ESMA has introduced changes to one of its Q&A on tick sizes to reflect the amendment introduced in Article 49(1) of MiFID II which excludes Large in Scale transactions from the mandatory tick size regime.
The purpose of ESMA’s Q&As on market structures issues is to promote common supervisory approaches and practices in the application of MiFID II and MiFIR. They provide responses to questions posed by the general public and by market participants in relation to the practical application of level 1 and level 2 provisions to transparency and market structures issues.
Updated Question:
Does the minimum tick size regime under Article 49 of MiFID II apply to all orders for which a pre-trade transparency waiver can be granted in accordance with Article 4 of MiFIR?
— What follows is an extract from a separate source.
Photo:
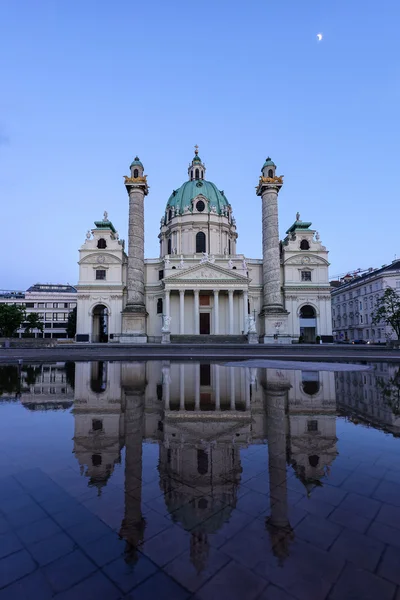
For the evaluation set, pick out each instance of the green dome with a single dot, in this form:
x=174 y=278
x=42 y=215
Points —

Article 49 of MiFID II requires trading venues to adopt minimum tick sizes in relation to equity and certain equity-like instruments. RTS 11 specifies the minimum tick size regime which applies to those instruments depending on their liquidity and price level. As the aim of the minimum tick size regime is to ensure the orderly functioning of the market, its application extends to all orders submitted to trading venues. For example, limit orders resting on an order book and, orders held in an order management system.
However, the minimum tick size regime would does not apply to the following:
- transactions executed in systems that match orders on the basis of a reference price as per Article 4(1)(a) of MiFIR;
- negotiated transactions as per Article 4(1)(b) of MiFIR; and
- large-in-scale orders that are matched at the mid-point of bid and offer prices – as per Art 49(1) of MiFID, as amended.
ESMA will continue to develop these Q&As in the coming months and will review and update them where required.